Next, a task deconstruction was completed for the thoracic ‘signature’ procedure, the lobectomy, which included:

  • Takedown of inferior pulmonary ligament, division of pleura.
  • Dissect subcarinal posterior/paratracheal/hilar nodes.
  • Dissect/divide superior vein.
  • Dissect superior hilar/peribronchial nodes.
  • Dissect/divide pulmonary arteries.
  • Dissect/divide bronchus.
  • Complete posterior/horizontal fissure.
  • Management of PA Injury.

For each of these steps, training items and potential errors were identified and are provided in the Table 1.

Table 1

Lobectomy task deconstruction

Procedural step Training items Potential errors
Takedown of inferior pulmonary ligament, division of pleura Identification of station 8/9 lymph nodes, energy device use, hemostasis, lung retraction Injury to esophagus, Inferior vein, vagus, lung, bronchus intermedius, no-touch tumor
Dissect subcarinal posterior/paratracheal/hilar nodes Correct identification of mediastinal nodal stations, en bloc dissection, avoidance of grabbing node (fracture), energy device use, hemostasis, lung retraction Injury to vagus, R recurrent laryngeal nerves, lung, esophagus, airway, azygos, pulmonary artery, SVC, aorta
Dissect/divide superior vein Vascular dissection (grabbing vein allowed), energy, stapler use RML vein, phrenic, PA
Dissect superior hilar/peribronchial nodes Node grabbing technique, en bloc dissection, energy, retraction (on vessels, bronchus) Pulmonary artery, bronchus
Dissect/divide pulmonary arteries Multiple vessels, vascular dissection (no-grab), energy, stapler use, clip use, energy division of artery and appropriate selection Pulmonary artery, azygos
Dissect/divide bronchus Energy, retraction, stapler use, recognition of correct structures RUL bronchus, RMB, azygos, PA
Complete posterior/horizontal fissure Stapler use, retraction, visualization of divided hilum Phrenic nerve, bronchus intermedius, RML artery, lung parenchyma
Management of PA injury Tamponade (lung, sponge, time dependent), retraction of camera, decision to convert, request additional staff, communication, blood request Grabbing vessel, delay

The consensus conference participants were then divided into two breakout groups responsible for developing the didactic online curriculum and the psychomotor skills curriculum, respectively.

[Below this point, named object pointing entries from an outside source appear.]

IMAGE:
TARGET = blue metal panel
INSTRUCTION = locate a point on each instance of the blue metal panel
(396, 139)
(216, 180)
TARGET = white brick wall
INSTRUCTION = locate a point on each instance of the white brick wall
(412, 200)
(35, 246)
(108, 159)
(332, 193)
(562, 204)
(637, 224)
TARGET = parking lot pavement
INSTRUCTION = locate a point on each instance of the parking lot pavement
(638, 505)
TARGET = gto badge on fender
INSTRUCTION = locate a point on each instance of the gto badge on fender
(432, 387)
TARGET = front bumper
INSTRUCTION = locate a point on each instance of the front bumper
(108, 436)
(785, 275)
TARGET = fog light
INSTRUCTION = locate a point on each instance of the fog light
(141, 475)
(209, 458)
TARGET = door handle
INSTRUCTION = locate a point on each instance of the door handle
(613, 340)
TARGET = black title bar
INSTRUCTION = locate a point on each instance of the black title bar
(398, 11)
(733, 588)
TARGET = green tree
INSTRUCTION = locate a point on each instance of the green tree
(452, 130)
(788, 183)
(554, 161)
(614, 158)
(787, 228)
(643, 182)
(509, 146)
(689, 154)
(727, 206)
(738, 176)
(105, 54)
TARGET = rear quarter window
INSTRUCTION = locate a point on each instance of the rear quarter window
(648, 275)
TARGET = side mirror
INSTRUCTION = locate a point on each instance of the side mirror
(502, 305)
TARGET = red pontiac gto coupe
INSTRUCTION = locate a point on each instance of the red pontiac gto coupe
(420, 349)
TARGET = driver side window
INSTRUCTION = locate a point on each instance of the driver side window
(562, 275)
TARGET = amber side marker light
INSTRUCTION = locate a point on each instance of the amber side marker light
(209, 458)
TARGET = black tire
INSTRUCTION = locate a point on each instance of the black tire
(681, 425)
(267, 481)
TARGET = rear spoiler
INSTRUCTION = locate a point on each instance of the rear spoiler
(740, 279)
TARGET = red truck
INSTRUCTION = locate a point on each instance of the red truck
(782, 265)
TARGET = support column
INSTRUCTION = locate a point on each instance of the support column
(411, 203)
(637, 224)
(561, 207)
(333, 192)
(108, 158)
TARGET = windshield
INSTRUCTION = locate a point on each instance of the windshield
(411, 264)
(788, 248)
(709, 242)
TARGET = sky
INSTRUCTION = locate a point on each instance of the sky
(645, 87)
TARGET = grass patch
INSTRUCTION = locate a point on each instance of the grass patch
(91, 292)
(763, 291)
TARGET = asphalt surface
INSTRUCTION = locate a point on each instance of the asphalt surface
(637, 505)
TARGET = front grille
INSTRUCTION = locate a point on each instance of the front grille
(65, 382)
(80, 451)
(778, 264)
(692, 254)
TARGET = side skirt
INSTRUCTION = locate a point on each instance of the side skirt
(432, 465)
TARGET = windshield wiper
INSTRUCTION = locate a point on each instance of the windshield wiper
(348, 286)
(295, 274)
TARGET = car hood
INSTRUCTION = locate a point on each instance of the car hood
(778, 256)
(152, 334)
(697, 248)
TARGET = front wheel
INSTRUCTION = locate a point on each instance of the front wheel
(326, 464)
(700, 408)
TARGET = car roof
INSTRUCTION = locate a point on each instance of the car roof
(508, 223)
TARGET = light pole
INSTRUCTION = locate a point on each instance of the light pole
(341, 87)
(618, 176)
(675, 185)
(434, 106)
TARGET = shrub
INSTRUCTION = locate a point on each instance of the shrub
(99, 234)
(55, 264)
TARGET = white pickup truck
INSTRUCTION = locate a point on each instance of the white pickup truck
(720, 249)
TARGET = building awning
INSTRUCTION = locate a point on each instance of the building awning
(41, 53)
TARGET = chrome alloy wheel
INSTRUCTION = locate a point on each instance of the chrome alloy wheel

The output of the breakout groups included the outline of five modules to teach all components of a lobectomy procedure from the perspective of the pre-procedure patient assessment and preparation, the bedside assistant, the console surgeon, and the operating room team.

Curriculum development

Curriculum outline

The final outline of the FTRS curriculum derived from this process is provided below.

Module 1: introduction

  • Learning Objectives.
  • Brief Review of Advantages of Robotic Surgery.
  • Fundamentals of Thoracic Robotic Surgery (FTRS) Consensus Conference.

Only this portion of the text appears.